Copenhagen Wolves RFC
- Full name: Copenhagen Wolves Rugby Football Club
- Nickname: The Wolves
- Founded: 2017
- Location: Copenhagen, Denmark
- Chairman: Wai Hoe Chum
- Coach(es): Iain Todd (head), Peter Munk
- Captain: Brendan Fitzpatrick
- League: 2. Division
| Team kit |

= Copenhagen Wolves RFC =

Copenhagen Wolves RFC is the rugby section of Pan Idræt, and is a member of the Danish Rugby Union (Rugby Danmark) and the International Gay Rugby (IGR).

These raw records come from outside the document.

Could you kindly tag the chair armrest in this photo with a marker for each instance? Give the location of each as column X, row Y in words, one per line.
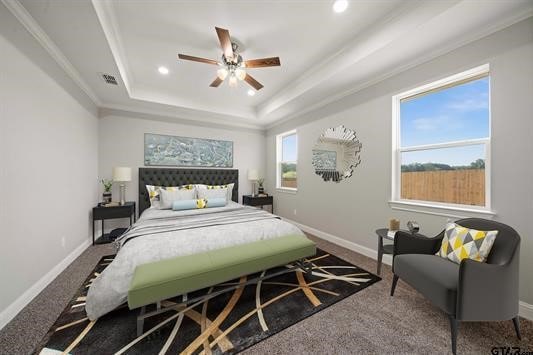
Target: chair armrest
column 487, row 292
column 406, row 243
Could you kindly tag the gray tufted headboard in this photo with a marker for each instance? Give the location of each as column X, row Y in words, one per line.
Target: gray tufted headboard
column 177, row 177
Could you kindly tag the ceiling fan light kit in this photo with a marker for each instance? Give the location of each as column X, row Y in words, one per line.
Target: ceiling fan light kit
column 232, row 65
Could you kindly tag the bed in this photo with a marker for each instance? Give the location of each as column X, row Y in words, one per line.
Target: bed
column 164, row 234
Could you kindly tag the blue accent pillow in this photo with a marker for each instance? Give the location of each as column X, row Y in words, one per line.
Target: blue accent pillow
column 181, row 205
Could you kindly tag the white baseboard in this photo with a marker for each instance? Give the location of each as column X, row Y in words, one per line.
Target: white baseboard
column 525, row 310
column 14, row 308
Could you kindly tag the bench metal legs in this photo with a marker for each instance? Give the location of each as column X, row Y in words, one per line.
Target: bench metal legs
column 303, row 265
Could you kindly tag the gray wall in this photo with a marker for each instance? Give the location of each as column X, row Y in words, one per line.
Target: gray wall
column 354, row 208
column 48, row 159
column 122, row 144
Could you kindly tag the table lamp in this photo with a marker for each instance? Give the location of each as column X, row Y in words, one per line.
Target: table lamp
column 253, row 175
column 122, row 175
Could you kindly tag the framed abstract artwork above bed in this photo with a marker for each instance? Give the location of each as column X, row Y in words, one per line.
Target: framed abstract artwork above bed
column 164, row 150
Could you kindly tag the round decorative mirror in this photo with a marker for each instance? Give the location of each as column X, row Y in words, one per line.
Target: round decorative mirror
column 336, row 154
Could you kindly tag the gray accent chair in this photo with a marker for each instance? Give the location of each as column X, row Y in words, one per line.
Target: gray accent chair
column 471, row 291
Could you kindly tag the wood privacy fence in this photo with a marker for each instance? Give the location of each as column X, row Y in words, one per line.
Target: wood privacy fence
column 466, row 187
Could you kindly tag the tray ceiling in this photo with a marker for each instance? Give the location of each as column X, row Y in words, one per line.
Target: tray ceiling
column 324, row 55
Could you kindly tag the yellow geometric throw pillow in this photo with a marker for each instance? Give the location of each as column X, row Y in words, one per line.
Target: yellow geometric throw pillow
column 464, row 243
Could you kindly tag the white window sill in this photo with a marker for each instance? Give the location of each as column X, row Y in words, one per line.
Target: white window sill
column 441, row 209
column 286, row 190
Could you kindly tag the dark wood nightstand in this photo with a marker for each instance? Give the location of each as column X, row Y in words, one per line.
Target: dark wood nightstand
column 250, row 200
column 128, row 210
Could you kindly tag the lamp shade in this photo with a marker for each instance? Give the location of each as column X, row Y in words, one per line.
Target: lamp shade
column 253, row 174
column 121, row 173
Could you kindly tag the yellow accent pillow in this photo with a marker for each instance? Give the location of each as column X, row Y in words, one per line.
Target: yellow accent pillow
column 464, row 243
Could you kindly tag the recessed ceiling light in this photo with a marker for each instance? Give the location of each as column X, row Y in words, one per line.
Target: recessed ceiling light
column 340, row 5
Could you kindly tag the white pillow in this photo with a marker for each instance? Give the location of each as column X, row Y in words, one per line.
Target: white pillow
column 215, row 191
column 169, row 196
column 154, row 192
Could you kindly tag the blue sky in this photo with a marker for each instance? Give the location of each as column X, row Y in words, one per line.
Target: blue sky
column 289, row 148
column 457, row 113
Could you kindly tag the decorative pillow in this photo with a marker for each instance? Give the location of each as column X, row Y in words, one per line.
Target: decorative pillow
column 171, row 194
column 215, row 191
column 463, row 243
column 181, row 205
column 153, row 192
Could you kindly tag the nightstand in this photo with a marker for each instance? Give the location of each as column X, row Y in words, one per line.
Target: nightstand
column 250, row 200
column 102, row 213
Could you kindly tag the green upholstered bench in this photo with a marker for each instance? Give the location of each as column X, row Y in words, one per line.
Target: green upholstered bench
column 158, row 281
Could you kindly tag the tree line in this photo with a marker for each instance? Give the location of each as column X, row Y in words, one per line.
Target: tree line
column 478, row 164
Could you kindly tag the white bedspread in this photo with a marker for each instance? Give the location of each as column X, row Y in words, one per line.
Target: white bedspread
column 110, row 289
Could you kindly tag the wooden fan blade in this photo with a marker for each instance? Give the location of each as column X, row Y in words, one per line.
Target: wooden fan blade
column 216, row 82
column 197, row 59
column 225, row 42
column 253, row 83
column 263, row 62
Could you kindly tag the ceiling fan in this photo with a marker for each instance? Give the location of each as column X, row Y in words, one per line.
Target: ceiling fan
column 232, row 65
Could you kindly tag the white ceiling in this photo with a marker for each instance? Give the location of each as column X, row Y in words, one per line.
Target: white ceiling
column 324, row 55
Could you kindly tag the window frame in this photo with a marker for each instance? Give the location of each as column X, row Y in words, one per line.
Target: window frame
column 279, row 161
column 433, row 207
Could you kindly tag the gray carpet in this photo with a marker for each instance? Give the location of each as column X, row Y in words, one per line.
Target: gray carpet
column 368, row 322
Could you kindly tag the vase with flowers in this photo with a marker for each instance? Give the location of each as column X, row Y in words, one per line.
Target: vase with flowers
column 107, row 195
column 260, row 188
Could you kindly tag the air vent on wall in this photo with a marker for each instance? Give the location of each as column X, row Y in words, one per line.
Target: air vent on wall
column 110, row 79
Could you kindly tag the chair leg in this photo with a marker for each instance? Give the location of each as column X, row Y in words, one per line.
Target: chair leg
column 516, row 322
column 394, row 282
column 453, row 327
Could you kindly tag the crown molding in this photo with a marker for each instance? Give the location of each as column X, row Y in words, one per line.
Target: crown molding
column 188, row 117
column 108, row 22
column 504, row 23
column 380, row 34
column 22, row 15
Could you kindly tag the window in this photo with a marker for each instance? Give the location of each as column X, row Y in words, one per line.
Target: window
column 441, row 143
column 287, row 158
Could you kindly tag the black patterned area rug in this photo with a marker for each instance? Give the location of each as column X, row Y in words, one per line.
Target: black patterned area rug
column 227, row 323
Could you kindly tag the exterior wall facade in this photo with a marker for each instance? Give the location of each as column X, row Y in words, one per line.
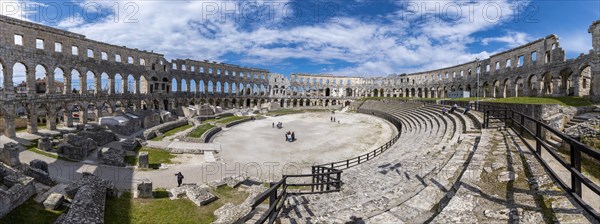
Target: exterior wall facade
column 112, row 76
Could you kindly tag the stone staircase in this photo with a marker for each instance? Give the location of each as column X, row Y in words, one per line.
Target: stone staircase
column 505, row 183
column 407, row 182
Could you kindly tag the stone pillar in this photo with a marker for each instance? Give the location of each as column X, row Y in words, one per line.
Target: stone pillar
column 67, row 85
column 111, row 85
column 144, row 189
column 83, row 114
column 136, row 86
column 9, row 121
column 10, row 154
column 143, row 161
column 83, row 86
column 30, row 81
column 98, row 84
column 50, row 82
column 68, row 118
column 51, row 117
column 32, row 119
column 124, row 87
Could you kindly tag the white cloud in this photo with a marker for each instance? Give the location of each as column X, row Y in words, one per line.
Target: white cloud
column 394, row 43
column 511, row 39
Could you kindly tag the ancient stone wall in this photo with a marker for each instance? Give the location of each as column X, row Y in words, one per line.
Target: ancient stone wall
column 20, row 188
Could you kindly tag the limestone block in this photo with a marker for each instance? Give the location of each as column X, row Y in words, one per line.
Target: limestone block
column 144, row 189
column 53, row 201
column 39, row 164
column 10, row 154
column 45, row 144
column 143, row 160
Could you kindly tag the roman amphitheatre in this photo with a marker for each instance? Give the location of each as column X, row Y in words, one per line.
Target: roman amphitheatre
column 509, row 138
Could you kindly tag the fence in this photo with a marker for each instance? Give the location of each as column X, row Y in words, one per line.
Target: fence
column 324, row 178
column 521, row 124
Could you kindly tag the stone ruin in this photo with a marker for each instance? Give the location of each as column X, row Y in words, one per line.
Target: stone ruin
column 197, row 194
column 122, row 123
column 130, row 144
column 9, row 154
column 111, row 156
column 144, row 189
column 89, row 197
column 39, row 171
column 78, row 146
column 45, row 143
column 143, row 160
column 15, row 189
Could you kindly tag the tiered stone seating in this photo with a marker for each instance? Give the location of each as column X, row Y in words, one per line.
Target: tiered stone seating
column 407, row 182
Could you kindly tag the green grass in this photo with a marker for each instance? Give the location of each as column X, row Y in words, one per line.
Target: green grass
column 44, row 153
column 31, row 212
column 22, row 129
column 171, row 132
column 161, row 209
column 197, row 133
column 230, row 119
column 156, row 157
column 563, row 100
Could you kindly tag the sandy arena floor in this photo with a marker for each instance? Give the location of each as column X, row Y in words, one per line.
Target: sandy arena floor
column 318, row 141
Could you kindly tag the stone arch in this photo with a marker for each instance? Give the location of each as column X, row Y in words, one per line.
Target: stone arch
column 118, row 84
column 547, row 86
column 184, row 86
column 585, row 81
column 518, row 87
column 174, row 85
column 210, row 87
column 193, row 86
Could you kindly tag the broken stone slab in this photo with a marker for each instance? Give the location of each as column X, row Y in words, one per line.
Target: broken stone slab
column 54, row 201
column 143, row 160
column 197, row 194
column 497, row 166
column 45, row 143
column 144, row 189
column 39, row 164
column 507, row 176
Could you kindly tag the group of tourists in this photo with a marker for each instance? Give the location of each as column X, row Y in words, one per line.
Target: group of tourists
column 279, row 125
column 332, row 119
column 454, row 107
column 290, row 136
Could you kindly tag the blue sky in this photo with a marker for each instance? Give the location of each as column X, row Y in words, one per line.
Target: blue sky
column 343, row 37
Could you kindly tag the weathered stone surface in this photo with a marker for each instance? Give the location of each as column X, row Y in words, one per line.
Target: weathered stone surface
column 197, row 194
column 507, row 176
column 16, row 189
column 89, row 196
column 112, row 156
column 9, row 154
column 45, row 143
column 129, row 144
column 39, row 164
column 229, row 213
column 53, row 201
column 143, row 160
column 144, row 189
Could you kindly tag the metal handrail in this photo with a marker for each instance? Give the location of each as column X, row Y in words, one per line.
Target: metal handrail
column 576, row 148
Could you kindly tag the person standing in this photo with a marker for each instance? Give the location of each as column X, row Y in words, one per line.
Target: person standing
column 179, row 178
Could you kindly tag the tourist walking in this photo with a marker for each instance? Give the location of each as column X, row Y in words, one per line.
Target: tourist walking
column 179, row 178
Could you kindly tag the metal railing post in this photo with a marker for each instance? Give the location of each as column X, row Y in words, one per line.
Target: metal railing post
column 538, row 137
column 272, row 201
column 575, row 155
column 522, row 124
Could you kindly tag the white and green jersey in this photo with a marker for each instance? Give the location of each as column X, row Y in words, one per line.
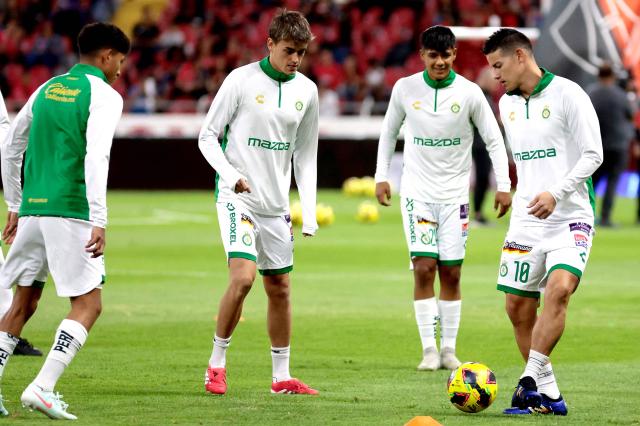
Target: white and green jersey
column 265, row 119
column 66, row 128
column 439, row 119
column 555, row 140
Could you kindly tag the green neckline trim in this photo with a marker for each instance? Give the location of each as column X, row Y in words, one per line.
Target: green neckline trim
column 542, row 84
column 268, row 69
column 439, row 84
column 88, row 69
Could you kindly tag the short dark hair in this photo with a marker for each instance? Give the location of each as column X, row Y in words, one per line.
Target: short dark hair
column 438, row 38
column 99, row 35
column 506, row 39
column 290, row 25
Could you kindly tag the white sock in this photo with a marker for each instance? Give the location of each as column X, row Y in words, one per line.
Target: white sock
column 547, row 382
column 449, row 322
column 535, row 364
column 280, row 358
column 426, row 318
column 70, row 337
column 7, row 345
column 219, row 353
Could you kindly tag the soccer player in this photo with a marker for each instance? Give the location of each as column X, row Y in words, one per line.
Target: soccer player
column 6, row 295
column 440, row 110
column 56, row 222
column 266, row 113
column 554, row 135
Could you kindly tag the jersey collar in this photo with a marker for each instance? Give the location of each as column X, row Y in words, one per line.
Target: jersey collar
column 273, row 73
column 88, row 69
column 439, row 84
column 542, row 84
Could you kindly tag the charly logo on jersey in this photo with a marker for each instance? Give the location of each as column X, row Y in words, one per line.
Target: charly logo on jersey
column 546, row 112
column 444, row 142
column 60, row 93
column 534, row 154
column 263, row 143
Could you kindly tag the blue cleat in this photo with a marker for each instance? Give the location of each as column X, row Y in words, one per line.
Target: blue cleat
column 550, row 406
column 526, row 395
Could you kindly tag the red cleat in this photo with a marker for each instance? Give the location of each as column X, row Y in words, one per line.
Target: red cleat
column 293, row 386
column 215, row 381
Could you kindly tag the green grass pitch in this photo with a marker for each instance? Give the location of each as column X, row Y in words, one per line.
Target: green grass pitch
column 354, row 334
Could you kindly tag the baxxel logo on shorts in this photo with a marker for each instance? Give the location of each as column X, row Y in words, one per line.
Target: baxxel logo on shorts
column 515, row 248
column 232, row 223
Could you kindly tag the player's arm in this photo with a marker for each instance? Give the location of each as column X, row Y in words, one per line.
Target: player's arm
column 105, row 111
column 221, row 112
column 485, row 121
column 14, row 143
column 584, row 129
column 305, row 164
column 393, row 119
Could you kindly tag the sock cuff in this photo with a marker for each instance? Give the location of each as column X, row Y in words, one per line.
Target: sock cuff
column 280, row 351
column 219, row 341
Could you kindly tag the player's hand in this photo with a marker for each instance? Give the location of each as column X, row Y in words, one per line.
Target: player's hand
column 96, row 244
column 383, row 193
column 10, row 229
column 502, row 203
column 242, row 186
column 542, row 205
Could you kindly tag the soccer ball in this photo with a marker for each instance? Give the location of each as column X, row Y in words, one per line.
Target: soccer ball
column 296, row 213
column 472, row 387
column 324, row 215
column 367, row 212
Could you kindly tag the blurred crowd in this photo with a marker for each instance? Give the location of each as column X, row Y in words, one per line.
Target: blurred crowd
column 181, row 56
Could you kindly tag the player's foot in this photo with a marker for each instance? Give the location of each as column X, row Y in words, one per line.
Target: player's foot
column 552, row 406
column 293, row 386
column 448, row 359
column 430, row 360
column 24, row 347
column 48, row 403
column 525, row 397
column 215, row 381
column 3, row 411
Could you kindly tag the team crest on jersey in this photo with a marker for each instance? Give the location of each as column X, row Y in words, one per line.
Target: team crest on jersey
column 546, row 112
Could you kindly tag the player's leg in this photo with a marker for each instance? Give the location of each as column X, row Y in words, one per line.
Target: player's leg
column 79, row 277
column 238, row 233
column 453, row 228
column 420, row 228
column 275, row 262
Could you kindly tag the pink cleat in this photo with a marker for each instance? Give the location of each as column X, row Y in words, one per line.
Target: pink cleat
column 215, row 381
column 293, row 386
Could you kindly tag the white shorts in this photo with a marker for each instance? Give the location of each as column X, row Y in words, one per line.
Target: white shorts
column 435, row 230
column 267, row 240
column 55, row 244
column 531, row 253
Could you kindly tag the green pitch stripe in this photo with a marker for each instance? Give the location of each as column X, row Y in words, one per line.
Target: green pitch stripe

As Denmark's only LGBT+ inclusive rugby team, the Wolves promote diversity, inclusivity, and visibility for LGBT+ individuals in rugby.

==Background==

Following the principles of Denmark's first inclusive rugby team, CPH Scrums RFC (est. 2004, renamed Copenhagen Wolves RFC in 2011, and revived in 2017), the team provides a welcoming environment for anyone interested in rugby, regardless of experience or background.

==Aims and activities==

The Wolves are committed to inclusivity and actively campaign for inclusion of transgender players while working to grow and diversify the rugby community in Denmark. They also participate in local and international matches as a member of Rugby Danmark and the IGR, respectively.